The portrait suite would prove to be popular in its later re-issues and reinterpretations. The present first edition has Lamponius’ verses printed (rather awkwardly) in letterpress in areas left blank at the foot of the copperplates. This, of course, required that sheets be run through the press twice, and properly aligning letter text and engraved image proved to be (too) onerous: The present example preserves an interesting bibliographical error where the text meant to accompany the image of plate 7 was first printed on the blank verso before being printed again in the correct place. To avoid such problems letterpress was soon abandoned and text was engraved directly onto the plate; this (also very rare) issue also appeared in 1572 with an imprint reading “sub intersignio Quatuor Ventorum,” and with various corrections to errors in numbering and transposition of text. The copperplates of Cock’s Pictorum aliquot celebrium germaniae inferioris effigies were sold after the death in 1601 of Volcxken Dierckx and bought by the fellow Antwerp publisher Theodoor Galle, who published an undated (c. 1602) edition of the series (with alterations) under the title Illustrium quos Belgium habuit pictorum effigies (very rare). The original plates, extraordinarily, were again used (with further alterations) in a larger suite of portraits published in London in 1694 under the title The true effigies of the most eminent painters, and other famous artists that have flourished in Europe (again, very rare). The Cock-Lampsonius suite was most widely disseminated, however, through copies (often in reverse and with substantial compositional changes) made for Hendrick Hondius’ Pictorum aliquot celebrium, praecipue Germaniae Inferioris, effigies (1610), which expanded the series to 72 plates to include contemporary artists. The portraits of the Cock-Lampsonius suite today remain the standard likenesses for most of the 23 artists depicted.

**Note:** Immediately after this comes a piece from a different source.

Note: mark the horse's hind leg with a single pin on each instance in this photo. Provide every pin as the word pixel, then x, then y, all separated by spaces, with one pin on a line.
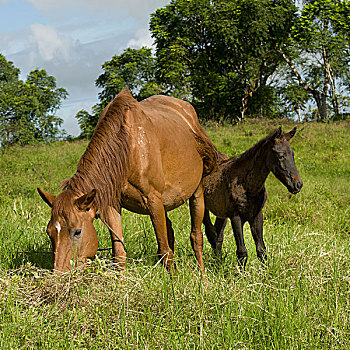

OCLC locates U.S. examples of the 1572 first edition, first issue at Harvard and the National Gallery of Art (no U.S. examples of the 1572 issue with engraved text are recorded).

* Hollstein, Dutch and Flemish Etchings Engravings and Woodcuts, 1450-1700: The Wierix Family Part IX, vol. 67, no. 2023; S. Porras, “Repeat Viewing. Hendrick Hondius’s Effigies,” Picturing the Netherlandish Canon, J. Woodall and S. Porras, eds. pp. 17-42; J. Woodall, “Dem Dry Bones. Portrayal in Print after the Death of the Original Model,” Picturing the Netherlandish Canon, J. Woodall and S. Porras, eds. pp. 43-77; J. Woodall, “Hieronymus Cock’s Effigies. Living Presence in Portrait Prints after the Death of the Original Model”, in The Secret Lives of Artworks, C. van Eck, ed., pp. 262-89; S. Meiers, “Portraits in Print: Hieronymus Cock, Dominicus Lampsonius, and “Pictorum aliquot celebrium Germaniae inferioris effigies,” Zeitschrift für Kunstgeschichte, vol. 69. (2006), pp. 1-16; Kate McCrickard, “Hieronymus Cock Aux Quatre Vents,” Art in Print, vol. 3, no. 6 (2014), pp. 33-5; Ignaz von Szwykowski, “Sammel-Werke Alt-Niederländer Maler-Portraits von Hieronymus Cock und Heinrich Hondius. Aus der zweiten Hälfte des 16. und zu Anfang des 17. Jahrhunderts,” Archiv für die zeichnenden Künste, R. Naumann, ed., vol. 2, pp. 13-63; J. Puraye, Dominique Lampson Humaniste, 1532-1599, pp. 64-8; J. Puraye (ed.), Dominique Lampson, Les Effigies des Peintres célèbres des Pays-Bas (1956); H.-J. Raupp, Untersuchungen zu Kunstlerbildnis und Kunstlerdarstellung in den Niederlanden im 17. Jahrhundert, pp.17-23; W. Melion, Shaping the Netherlandish Canon. Karel van Mander’s Schilder-Boeck, pp. 143-5.